Tent Pegging

Tent Pegging is a cavalry sport of ancient origin, and is one of only ten equestrian disciplines officially recognised by the International Equestrian Federation (FEI).

Used narrowly, the term refers to a specific mounted game with ground targets. More broadly, it refers to the entire class of mounted cavalry games involving edged weapons on horseback, for which the term “equestrian skill-at-arms” is also used.

The specific game of tent pegging has a mounted horseman riding at a gallop and using a sword or a lance to pierce, pick up, and carry away a small ground target (a symbolic tent peg) or a series of small ground targets.

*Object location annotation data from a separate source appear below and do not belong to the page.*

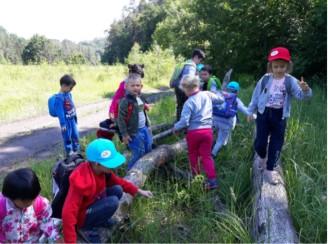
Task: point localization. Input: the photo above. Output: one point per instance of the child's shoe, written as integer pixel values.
(271, 177)
(211, 184)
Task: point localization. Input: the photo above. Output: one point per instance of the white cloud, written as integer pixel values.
(76, 20)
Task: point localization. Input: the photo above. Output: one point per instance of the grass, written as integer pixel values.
(25, 89)
(182, 212)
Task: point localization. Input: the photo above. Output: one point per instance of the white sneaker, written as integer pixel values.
(261, 163)
(271, 177)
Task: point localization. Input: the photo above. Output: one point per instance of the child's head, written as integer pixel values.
(206, 72)
(103, 156)
(21, 186)
(136, 69)
(279, 62)
(133, 84)
(233, 87)
(189, 84)
(67, 83)
(198, 55)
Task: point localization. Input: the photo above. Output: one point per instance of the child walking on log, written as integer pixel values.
(271, 100)
(196, 116)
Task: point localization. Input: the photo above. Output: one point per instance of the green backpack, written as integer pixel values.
(176, 76)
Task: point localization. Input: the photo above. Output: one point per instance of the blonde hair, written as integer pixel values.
(189, 82)
(289, 67)
(133, 78)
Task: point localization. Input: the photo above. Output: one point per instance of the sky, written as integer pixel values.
(75, 20)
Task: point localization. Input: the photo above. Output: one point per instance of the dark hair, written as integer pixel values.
(136, 69)
(21, 184)
(67, 80)
(199, 53)
(207, 68)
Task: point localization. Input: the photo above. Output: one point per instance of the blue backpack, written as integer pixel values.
(229, 108)
(52, 105)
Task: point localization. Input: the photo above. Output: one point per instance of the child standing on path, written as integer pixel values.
(225, 116)
(133, 121)
(271, 101)
(25, 216)
(66, 113)
(196, 116)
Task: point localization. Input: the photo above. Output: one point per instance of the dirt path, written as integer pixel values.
(40, 137)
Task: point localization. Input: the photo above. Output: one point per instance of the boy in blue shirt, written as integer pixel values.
(66, 113)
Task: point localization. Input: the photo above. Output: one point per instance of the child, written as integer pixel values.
(120, 92)
(197, 117)
(272, 101)
(133, 121)
(208, 80)
(25, 216)
(95, 191)
(224, 117)
(66, 113)
(189, 68)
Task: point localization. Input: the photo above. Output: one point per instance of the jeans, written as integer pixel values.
(270, 123)
(100, 212)
(140, 144)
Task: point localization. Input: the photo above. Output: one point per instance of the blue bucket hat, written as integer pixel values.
(103, 151)
(233, 86)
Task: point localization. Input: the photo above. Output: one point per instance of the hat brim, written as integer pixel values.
(113, 162)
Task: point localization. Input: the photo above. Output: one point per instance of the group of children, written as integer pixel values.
(95, 190)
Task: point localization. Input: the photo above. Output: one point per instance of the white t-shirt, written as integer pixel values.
(141, 115)
(277, 93)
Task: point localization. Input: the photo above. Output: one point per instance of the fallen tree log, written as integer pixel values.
(271, 219)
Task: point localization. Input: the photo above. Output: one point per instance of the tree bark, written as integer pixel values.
(271, 219)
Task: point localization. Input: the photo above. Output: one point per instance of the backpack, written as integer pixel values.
(52, 105)
(229, 108)
(265, 81)
(37, 206)
(60, 181)
(176, 76)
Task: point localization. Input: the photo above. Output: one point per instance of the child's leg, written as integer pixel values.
(205, 153)
(278, 127)
(75, 137)
(136, 145)
(193, 144)
(262, 133)
(221, 140)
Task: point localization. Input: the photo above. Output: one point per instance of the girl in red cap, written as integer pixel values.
(271, 101)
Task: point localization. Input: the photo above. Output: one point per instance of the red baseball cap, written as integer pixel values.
(279, 53)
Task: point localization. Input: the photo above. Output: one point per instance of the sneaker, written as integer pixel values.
(261, 163)
(211, 184)
(271, 177)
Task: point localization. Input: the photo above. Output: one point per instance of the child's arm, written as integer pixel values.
(47, 225)
(300, 89)
(122, 125)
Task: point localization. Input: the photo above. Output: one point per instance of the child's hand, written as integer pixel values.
(144, 193)
(304, 86)
(126, 139)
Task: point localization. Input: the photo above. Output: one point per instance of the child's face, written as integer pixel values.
(279, 68)
(19, 203)
(204, 75)
(134, 87)
(66, 88)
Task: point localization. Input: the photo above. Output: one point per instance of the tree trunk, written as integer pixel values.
(271, 219)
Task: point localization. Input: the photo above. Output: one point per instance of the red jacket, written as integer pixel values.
(84, 187)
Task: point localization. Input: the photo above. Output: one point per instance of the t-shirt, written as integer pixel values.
(277, 94)
(141, 115)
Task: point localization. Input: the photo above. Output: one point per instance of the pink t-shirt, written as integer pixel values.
(277, 93)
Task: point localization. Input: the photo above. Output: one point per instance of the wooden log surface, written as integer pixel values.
(271, 219)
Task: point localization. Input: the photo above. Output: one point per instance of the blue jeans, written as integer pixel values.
(71, 136)
(100, 212)
(270, 123)
(140, 145)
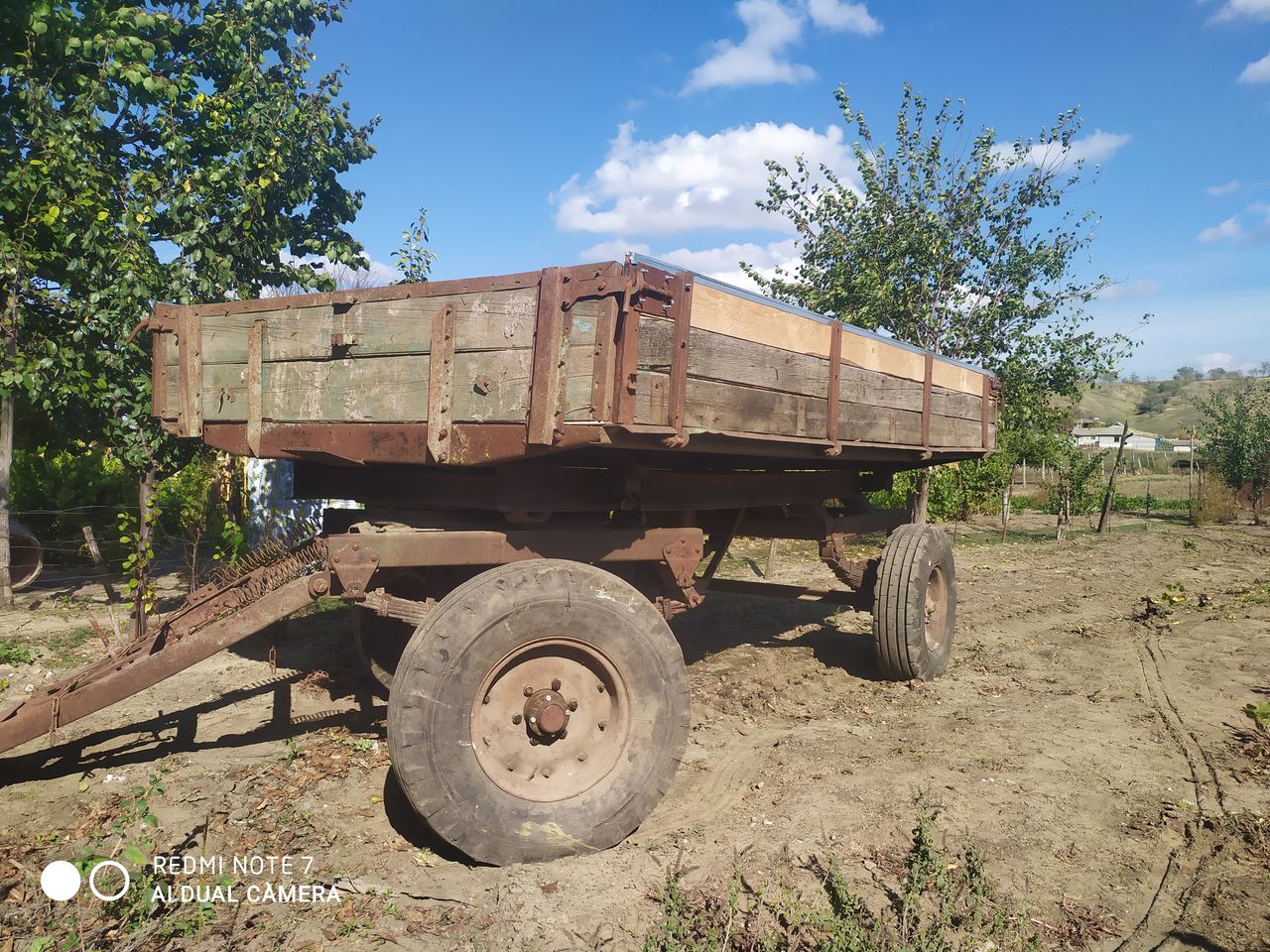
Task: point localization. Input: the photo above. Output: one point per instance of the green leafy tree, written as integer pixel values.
(154, 151)
(413, 257)
(1236, 434)
(956, 244)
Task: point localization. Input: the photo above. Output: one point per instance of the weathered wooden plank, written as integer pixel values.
(742, 317)
(730, 359)
(726, 408)
(391, 389)
(493, 320)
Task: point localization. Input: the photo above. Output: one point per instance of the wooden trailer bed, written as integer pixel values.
(634, 354)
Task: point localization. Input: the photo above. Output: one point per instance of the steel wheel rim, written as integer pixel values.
(545, 762)
(937, 608)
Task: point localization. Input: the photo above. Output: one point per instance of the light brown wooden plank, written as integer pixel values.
(715, 407)
(751, 320)
(730, 359)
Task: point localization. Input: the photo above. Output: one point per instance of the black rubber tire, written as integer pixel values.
(444, 665)
(910, 562)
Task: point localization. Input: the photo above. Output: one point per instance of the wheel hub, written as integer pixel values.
(548, 714)
(550, 720)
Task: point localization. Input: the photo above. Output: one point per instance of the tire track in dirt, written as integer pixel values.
(706, 796)
(1187, 867)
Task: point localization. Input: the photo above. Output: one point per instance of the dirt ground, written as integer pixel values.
(1091, 743)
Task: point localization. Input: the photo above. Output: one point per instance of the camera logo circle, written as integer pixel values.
(62, 881)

The broader class of tent pegging games also includes ring jousting (in which a galloping rider tries to pass the point of his weapon through a suspended ring); lemon sticking (in which the rider tries to stab or slice a lemon suspended from a cord or sitting on a platform); quintain tilting (in which the rider charges a mannequin mounted on a swiveling or rocking pedestal); and Parthian (mounted) archery.

A given tent pegging competition’s rules specify the size and composition of the target; the number of consecutive targets placed on a course; the dimensions and weight of the sword, lance, or bow; the minimum time in which a course must be covered and the extent to which a target must be struck, cut, or carried.